Despite the production of these proteases, the fungal enzymes are relatively resistant. Incubation up to 6 h did not result in appreciable degradation of extracellular fungal proteins. Similar results have been obtained in whole-culture studies in which we have shown the stability of extracellular fungal proteins for over 1 month (Pease & Tien, 1992).
In addition to aspartic protease and acid proteinase, we also found glutaminase. The detection of proteases (and other enzymes involved in nitrogen metabolism) has been previously reported (Cancel et al., 1993; Dass et al., 1995; Dosoretz et al., 1990). However, these enzymes have not been widely studied in wood degradation and have not been thought to be of great significance. Because most laboratory studies with P. chrysosporium are under nitrogen-starved conditions, researchers have largely uncoupled the production of proteases from lignin degradation.

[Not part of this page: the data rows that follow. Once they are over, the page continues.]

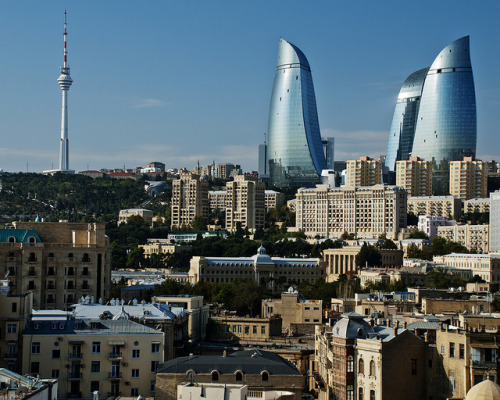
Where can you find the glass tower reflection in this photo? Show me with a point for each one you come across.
(295, 150)
(405, 119)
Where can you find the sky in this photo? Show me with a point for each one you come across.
(188, 81)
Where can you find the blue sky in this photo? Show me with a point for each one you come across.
(184, 81)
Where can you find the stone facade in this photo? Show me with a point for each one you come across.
(69, 261)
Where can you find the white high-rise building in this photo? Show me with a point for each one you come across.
(495, 222)
(65, 83)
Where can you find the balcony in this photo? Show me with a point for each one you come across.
(75, 376)
(115, 376)
(76, 356)
(115, 356)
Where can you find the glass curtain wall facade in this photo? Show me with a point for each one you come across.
(295, 152)
(445, 127)
(405, 119)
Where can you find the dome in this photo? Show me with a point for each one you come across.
(485, 390)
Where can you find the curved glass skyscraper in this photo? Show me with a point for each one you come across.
(295, 152)
(446, 128)
(405, 119)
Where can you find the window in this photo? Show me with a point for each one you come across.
(96, 366)
(35, 348)
(361, 366)
(413, 366)
(96, 347)
(154, 366)
(35, 367)
(350, 364)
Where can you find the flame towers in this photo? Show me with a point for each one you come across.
(295, 153)
(435, 116)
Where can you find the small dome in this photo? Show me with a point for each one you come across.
(485, 390)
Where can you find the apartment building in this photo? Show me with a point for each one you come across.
(245, 205)
(273, 199)
(113, 357)
(58, 261)
(366, 212)
(468, 178)
(444, 206)
(293, 311)
(415, 176)
(487, 266)
(189, 199)
(480, 205)
(363, 172)
(14, 312)
(474, 237)
(260, 267)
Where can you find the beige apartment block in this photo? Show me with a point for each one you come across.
(217, 200)
(162, 246)
(468, 357)
(197, 311)
(366, 212)
(14, 312)
(474, 237)
(343, 261)
(234, 328)
(114, 357)
(245, 203)
(477, 205)
(292, 310)
(444, 206)
(468, 179)
(415, 176)
(274, 199)
(146, 215)
(58, 261)
(189, 199)
(487, 266)
(363, 172)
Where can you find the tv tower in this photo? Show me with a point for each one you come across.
(65, 82)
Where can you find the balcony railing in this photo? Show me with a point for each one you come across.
(115, 375)
(115, 356)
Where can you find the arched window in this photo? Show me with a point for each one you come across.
(361, 366)
(372, 368)
(350, 364)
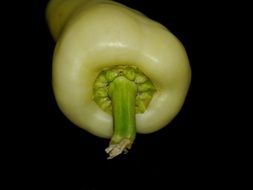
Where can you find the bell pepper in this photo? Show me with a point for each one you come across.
(115, 71)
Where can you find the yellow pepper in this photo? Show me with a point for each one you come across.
(115, 71)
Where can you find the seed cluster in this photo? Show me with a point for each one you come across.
(144, 86)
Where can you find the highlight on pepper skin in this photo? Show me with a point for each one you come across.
(116, 72)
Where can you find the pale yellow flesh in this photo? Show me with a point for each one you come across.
(101, 35)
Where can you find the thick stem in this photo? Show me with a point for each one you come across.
(123, 94)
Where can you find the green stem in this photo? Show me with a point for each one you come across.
(123, 94)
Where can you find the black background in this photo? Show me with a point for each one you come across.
(55, 153)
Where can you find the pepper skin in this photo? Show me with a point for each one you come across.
(100, 34)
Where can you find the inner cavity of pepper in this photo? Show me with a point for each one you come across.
(145, 87)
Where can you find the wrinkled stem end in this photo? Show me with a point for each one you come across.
(123, 94)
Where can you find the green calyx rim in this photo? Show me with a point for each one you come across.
(145, 88)
(122, 91)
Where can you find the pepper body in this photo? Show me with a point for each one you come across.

This is despite the finding that nitrogen is the most limiting component for growth on wood (Van Soest, 1994). Also of relevance is that nutrient nitrogen limitation triggers the synthesis of the lignin-degrading system (Keyser et al., 1978). Investigators have mostly suggested that carbon starvation is more physiologically relevant (Kirk & Farrell, 1987). However, we suggest that the fungus is bathing in carbon when growing on woody biomass. We propose that the production of proteases is part of the ligninolytic (or wood-degrading) response. This is consistent with fungi degrading lignin to gain access not just to the cellulose, but also to the nitrogen trapped in wood. Indeed, the nitrogen content of wood varies from 1 to 2% (Van Soest, 1994), and it has been suggested that most of this nitrogen is in the form of protein.
Nitrogen acquisition from lignin-linked proteins is also consistent with our detection of glutaminase in fungal cultures. Release of ammonia from cross-linked proteins would also yield nutrient nitrogen for wood-degrading fungi. Glutaminase deaminates glutamine to yield glutamate, and has been found in other fungi (Yano et al., 1991a, b).
In summary, our study has shown the large number of enzymes involved in fungal lignocellulose metabolism. We have identified a large number of proteins on 2D gels, such that future workers can use this as a database for comparison and identification of proteins. The identity of some selected proteins identified by proteomics was corroborated by RT-PCR quantification of message levels. The RT-PCR results are similar to those obtained in protein expression pattern gels. We have also shown that expression patterns are relatively similar between cellulose- and wood-grown cultures. Finally, our work has further characterized the proteases produced by P. chrysosporium and proposed a more significant role for these enzymes in wood degradation.
This research was supported in part by a grant from the US Department of Energy (DE-FG02-87ER13690). We thank John Regan for assistance with and advice on RT-PCR.